According to Dr Anxious Masuka, Minister of Lands, Agriculture, Fisheries, Water and Rural Resettlement, the tobacco industry is very important for the country’s economy.
He said that tobacco exports contribute 50% of national agricultural exports and the crop is the biggest single contributor to agricultural GDP at 25%.
“With some 160000 families directly involved in tobacco production and another 1 million people directly and indirectly impacted by tobacco, this industry must be protected,” Dr Masuka said.
He added that to date, tobacco sales have generated over USD 366 million from 135 million kg.
“We expect USD540 million to be generated from the 200 million kg this year. This tobacco is worth over USD1.2 billion when exported. Each family will receive an average of USD 3375, equivalent to USD 281 monthly. Such is the importance of tobacco to these households and consequently to Zimbabwe,” he said.

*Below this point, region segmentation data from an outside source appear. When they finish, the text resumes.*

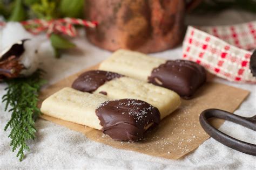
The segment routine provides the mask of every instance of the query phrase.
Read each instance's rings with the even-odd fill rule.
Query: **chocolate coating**
[[[118,73],[102,70],[86,72],[74,81],[72,88],[83,92],[92,93],[106,81],[122,76]]]
[[[187,60],[169,60],[153,69],[149,82],[177,93],[190,98],[206,80],[205,68]]]
[[[251,56],[250,69],[253,76],[256,77],[256,49],[254,50],[252,56]]]
[[[149,125],[160,122],[158,109],[139,100],[106,101],[96,110],[104,133],[116,140],[136,141]]]

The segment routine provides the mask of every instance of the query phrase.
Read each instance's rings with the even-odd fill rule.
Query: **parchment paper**
[[[97,68],[98,66],[95,66],[82,70],[42,90],[39,106],[49,96],[65,87],[70,87],[73,81],[82,73]],[[148,131],[143,140],[134,143],[114,141],[97,130],[44,115],[41,117],[83,133],[91,140],[114,147],[177,159],[193,151],[209,138],[199,121],[199,115],[203,110],[217,108],[233,112],[248,94],[249,92],[245,90],[207,82],[198,90],[193,99],[182,100],[179,109],[161,121],[158,126]],[[223,122],[216,119],[212,123],[218,127]]]

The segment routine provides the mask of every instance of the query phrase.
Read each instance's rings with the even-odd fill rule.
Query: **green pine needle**
[[[37,108],[38,92],[46,81],[42,78],[43,72],[38,70],[28,77],[6,80],[8,87],[6,93],[3,97],[2,102],[5,102],[5,110],[9,107],[11,117],[7,123],[4,130],[11,129],[9,137],[11,138],[10,146],[12,152],[18,149],[17,157],[22,161],[24,151],[29,151],[26,141],[34,139],[36,128],[35,122],[41,114]]]

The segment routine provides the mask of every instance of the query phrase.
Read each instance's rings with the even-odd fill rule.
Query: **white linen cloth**
[[[229,10],[218,14],[203,16],[190,16],[187,24],[194,25],[216,25],[240,23],[256,20],[256,15]],[[41,67],[47,72],[45,79],[53,83],[79,70],[105,59],[111,53],[89,44],[83,38],[75,40],[80,51],[71,51],[56,59],[46,42],[41,50],[49,55],[42,56]],[[40,53],[40,51],[39,51]],[[150,54],[169,59],[180,59],[181,47]],[[250,96],[234,112],[242,116],[256,114],[256,85],[239,84],[215,78],[219,82],[251,91]],[[0,84],[0,97],[6,85]],[[232,150],[210,138],[194,152],[177,160],[154,157],[133,151],[125,151],[91,141],[85,136],[39,119],[35,140],[28,142],[30,152],[19,162],[16,152],[11,151],[10,130],[3,131],[10,114],[4,112],[4,104],[0,105],[0,169],[256,169],[256,157]],[[256,132],[225,122],[220,130],[240,140],[256,144]]]

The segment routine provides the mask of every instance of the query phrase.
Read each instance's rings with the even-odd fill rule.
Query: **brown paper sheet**
[[[70,87],[82,72],[96,69],[97,66],[84,70],[59,81],[40,95],[41,101],[65,87]],[[177,159],[198,147],[209,136],[201,128],[200,114],[209,108],[218,108],[233,112],[245,100],[249,92],[223,84],[207,82],[197,91],[193,99],[182,100],[179,109],[162,120],[156,128],[149,131],[142,141],[129,143],[113,140],[100,131],[46,115],[45,119],[82,132],[94,141],[118,148],[131,150],[167,159]],[[215,126],[224,121],[215,120]]]

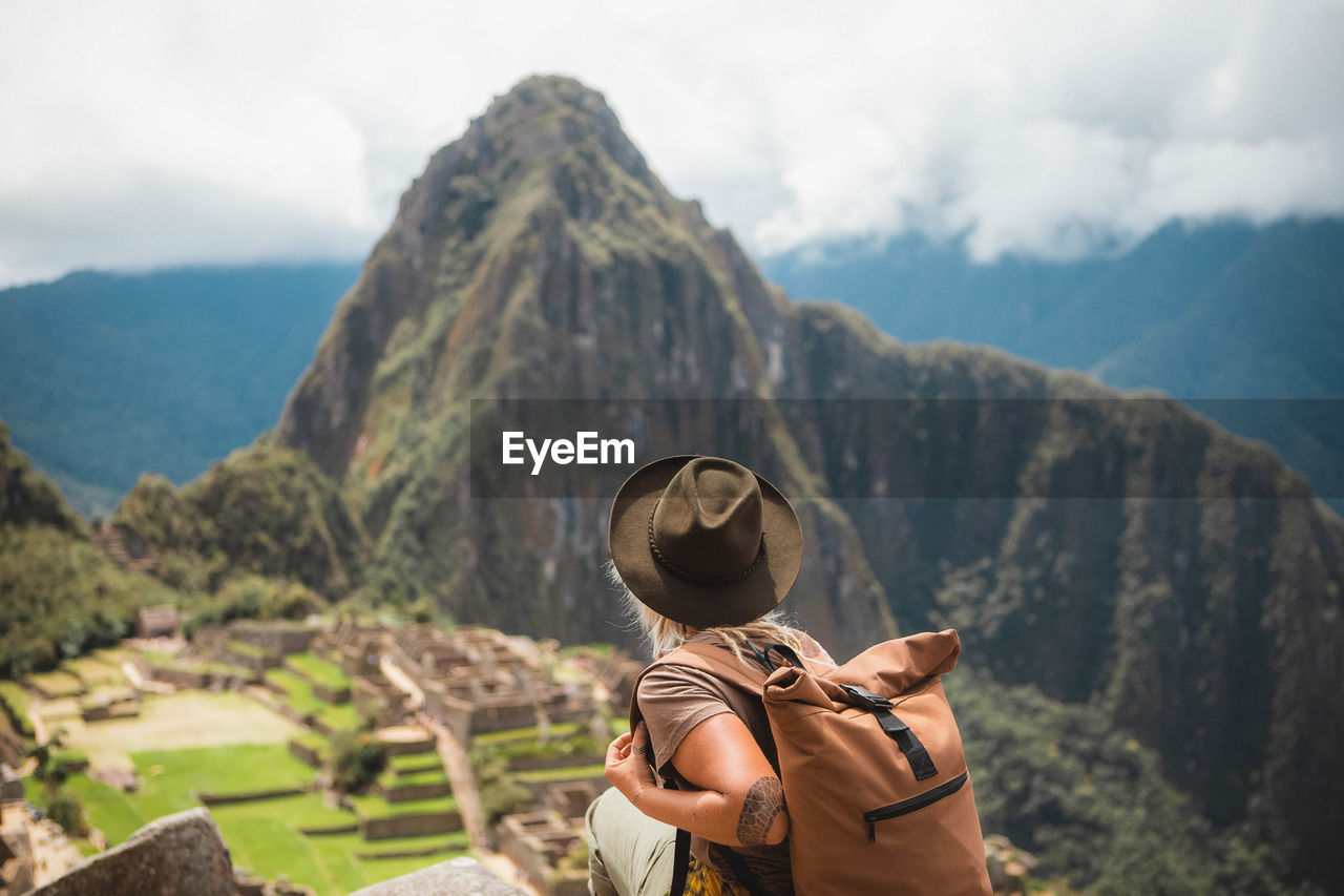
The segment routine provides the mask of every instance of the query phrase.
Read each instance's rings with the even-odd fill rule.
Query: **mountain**
[[[1062,865],[1128,862],[1098,892],[1138,892],[1136,866],[1159,864],[1118,856],[1113,829],[1086,821],[1134,831],[1146,810],[1117,821],[1089,800],[1138,799],[1152,780],[1188,802],[1154,802],[1148,842],[1175,842],[1154,819],[1185,815],[1294,879],[1344,885],[1329,861],[1344,825],[1344,523],[1263,445],[1157,396],[999,350],[903,344],[852,308],[790,301],[564,78],[524,81],[431,157],[274,435],[223,465],[306,457],[308,494],[339,494],[367,546],[348,583],[360,600],[427,596],[464,622],[630,643],[601,572],[620,475],[508,479],[489,437],[519,402],[638,435],[641,461],[724,453],[769,476],[806,539],[789,605],[833,652],[956,624],[968,674],[988,682],[976,694],[991,694],[970,701],[973,749],[1001,736],[1024,756],[985,782],[996,817],[1034,819],[1023,831],[1039,827]],[[250,482],[219,476],[192,514],[227,513]],[[124,507],[149,488],[163,484]],[[171,539],[152,511],[118,522],[149,549]],[[282,552],[289,529],[267,525],[251,544]],[[242,550],[207,542],[192,552]],[[1050,709],[1039,740],[986,718],[1019,706]],[[1136,770],[1116,776],[1126,751]],[[1050,805],[1077,825],[1048,835],[1060,815],[1043,792],[1004,798],[1027,767],[1073,775],[1059,792],[1074,805]],[[1187,833],[1187,864],[1210,861]]]
[[[1273,444],[1344,513],[1344,221],[1172,223],[1116,258],[972,264],[960,242],[808,248],[763,269],[909,340],[1150,386]],[[1331,404],[1333,402],[1333,404]]]
[[[0,414],[87,515],[274,425],[358,265],[81,272],[0,291]]]

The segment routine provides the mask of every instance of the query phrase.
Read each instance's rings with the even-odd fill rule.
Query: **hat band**
[[[657,513],[657,510],[659,510],[659,506],[657,506],[657,503],[655,503],[653,505],[653,510],[649,511],[649,550],[653,552],[653,558],[656,561],[659,561],[659,565],[661,565],[664,569],[667,569],[669,573],[672,573],[673,576],[676,576],[681,581],[687,581],[687,583],[689,583],[692,585],[706,585],[706,587],[710,587],[710,585],[732,585],[732,584],[737,584],[737,583],[742,581],[743,578],[746,578],[751,573],[754,573],[755,569],[757,569],[757,566],[761,565],[761,561],[765,560],[765,533],[762,531],[761,533],[761,549],[757,550],[755,560],[753,560],[750,564],[747,564],[746,569],[742,569],[742,570],[735,572],[735,573],[730,573],[727,576],[702,576],[699,573],[694,573],[694,572],[689,572],[687,569],[681,569],[675,562],[672,562],[671,560],[667,558],[667,554],[664,554],[663,549],[659,548],[657,538],[653,535],[653,514]]]

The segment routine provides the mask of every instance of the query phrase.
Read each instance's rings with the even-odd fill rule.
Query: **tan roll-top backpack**
[[[800,896],[989,896],[970,772],[939,678],[960,650],[950,628],[883,642],[835,667],[773,644],[766,654],[788,665],[766,677],[722,647],[689,643],[650,669],[696,669],[765,702]],[[630,713],[633,731],[634,700]],[[677,841],[672,896],[689,834]],[[741,862],[734,872],[755,889]]]

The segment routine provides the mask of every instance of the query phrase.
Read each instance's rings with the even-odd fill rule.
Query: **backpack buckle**
[[[895,706],[886,697],[879,697],[866,687],[859,687],[857,685],[840,685],[844,687],[845,693],[859,701],[859,705],[866,709],[891,709]]]

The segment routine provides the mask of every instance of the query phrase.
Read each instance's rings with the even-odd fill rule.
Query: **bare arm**
[[[683,739],[672,763],[700,790],[661,790],[648,766],[640,722],[607,748],[606,778],[645,815],[728,846],[780,844],[789,834],[784,787],[742,720],[706,718]]]

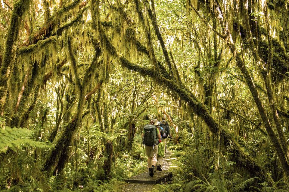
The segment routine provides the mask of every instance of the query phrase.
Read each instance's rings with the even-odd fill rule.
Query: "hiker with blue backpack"
[[[163,142],[164,145],[165,146],[165,152],[166,150],[167,138],[170,136],[171,133],[169,130],[169,124],[165,120],[165,118],[163,117],[162,118],[162,122],[160,123],[160,126],[163,128],[163,131],[166,135],[166,136],[163,137],[162,138]]]
[[[158,146],[157,157],[157,170],[160,171],[161,171],[162,166],[163,166],[163,158],[165,156],[165,146],[163,142],[163,138],[166,136],[166,135],[164,131],[163,128],[160,125],[159,123],[157,121],[157,119],[156,119],[154,124],[157,126],[160,133],[161,136],[162,137],[161,140],[159,141],[159,144]]]
[[[157,165],[158,144],[161,139],[160,130],[154,124],[154,120],[151,119],[150,124],[144,127],[141,134],[143,137],[142,143],[144,145],[146,154],[148,157],[148,173],[151,177],[154,176],[154,171]]]

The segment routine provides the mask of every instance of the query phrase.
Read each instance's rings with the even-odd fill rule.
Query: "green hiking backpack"
[[[157,144],[157,126],[154,125],[146,125],[144,127],[144,134],[142,143],[148,146],[153,146]]]

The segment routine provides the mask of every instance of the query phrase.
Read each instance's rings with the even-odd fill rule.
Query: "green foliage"
[[[10,149],[16,152],[19,148],[26,147],[43,149],[51,148],[49,142],[36,141],[30,139],[33,131],[26,128],[11,128],[6,126],[0,129],[0,153],[5,153]]]

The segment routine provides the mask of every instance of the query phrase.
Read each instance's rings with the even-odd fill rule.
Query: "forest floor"
[[[165,154],[165,156],[163,159],[163,164],[162,167],[163,170],[168,170],[171,166],[172,160],[177,160],[176,158],[173,157],[172,153],[167,150]],[[173,175],[173,177],[174,176]],[[169,181],[168,182],[169,182]],[[165,184],[166,183],[162,183],[161,184]],[[121,191],[126,192],[151,192],[156,189],[159,184],[157,185],[148,184],[143,184],[135,183],[126,183],[121,187]]]

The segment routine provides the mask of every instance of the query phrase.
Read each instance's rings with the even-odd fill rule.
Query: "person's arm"
[[[141,134],[141,136],[143,137],[144,135],[144,130],[142,131],[142,133]]]
[[[157,128],[157,133],[158,138],[159,139],[161,139],[162,137],[160,136],[160,130]]]

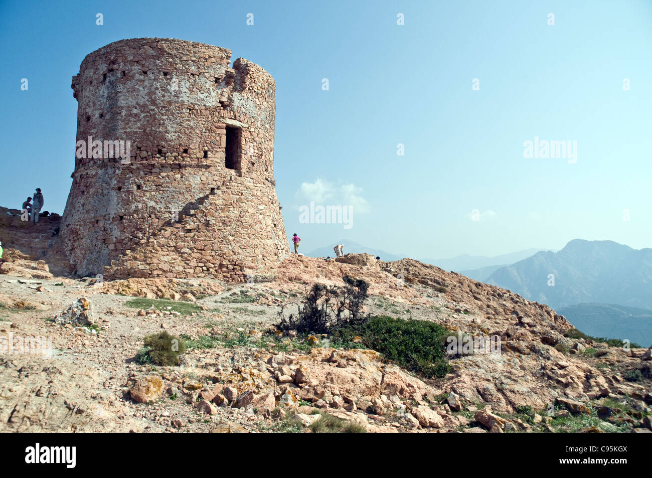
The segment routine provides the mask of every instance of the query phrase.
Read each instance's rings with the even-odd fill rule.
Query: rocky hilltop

It is reported that for such an important industry, there has to be a clear understanding by stakeholders of the direction the industry should take, especially in the midst of the global onslaught on tobacco production under the WHO Framework Convention on Tobacco Control.
The Tobacco Transformation Plan’s objectives are to increase tobacco production and productivity to 300 million kilogrammes annually, primarily through yield increases and post-harvest loss reduction, while enhancing traceability, compliance and environmental stewardship,localisation of tobacco financing, for which the Reserve Bank of Zimbabwe (RBZ) will lay out a solid framework from the current season, enhancing value addition and beneficiation from the current 1% to 30% to generate USD5 billion by 2025,exploring alternate and alternative crops, to enhance tobacco viability, while priming the industry for futuristic reductions in tobacco production, should they occur, including legislative and institutional reform and coordination to drive the transformation.
According to Dr Masuka, in August 2020, the President of Zimbabwe, Dr Emmerson Mnangagwa launched the Agriculture and Food System Transformation Strategy (AFSTS) aimed at assuring our nation of food security, reducing and finally eliminating imports, increasing exports, enhancing value addition and beneficiation, creating more employment and improving livelihoods towards the attainment of Vision 2030.
He said that an ambitious target of a USD 8.2 billion industry by 2025, from the current USD 5.8 billion was set, and the country is reported to be firmly on course to achieving the target, judging by the strides made in ensuring food security from just 1 million MT of cereals in the 2019/2020 season to over 3 million MT of cereals in the 2020/2021 season and increasing the hectarage under wheat to a targeted 85 000 ha from 44 600 ha last season.
According to Dr Masuka, Zimbabwe’s tobacco is exported to 60 destinations in over 50 countries.
He said that tobacco is therefore, arguably, the most widely exported product from Zimbabwe.
He added that with the global tobacco industry valued at USD 850 billion and with Zimbabwe producing 6% of the world tobacco, if the playing field was even, which is not the case,he said that this could potentially generate USD 51 billion for the country annually, yet it gets only USD 1.2 billion.
“How do we generate USD 5 billion from this USD51 billion potential for the country in the next five years? This question surely must occupy the uppermost space in our minds today,” he said.
He said that he hopes that the Tobacco Value Chain Transformation Plan will be radical enough to transform the lives of Zimbabweans and to contribute meaningfully towards the noble Vision of becoming an empowered and prosperous upper middle income society by 2030.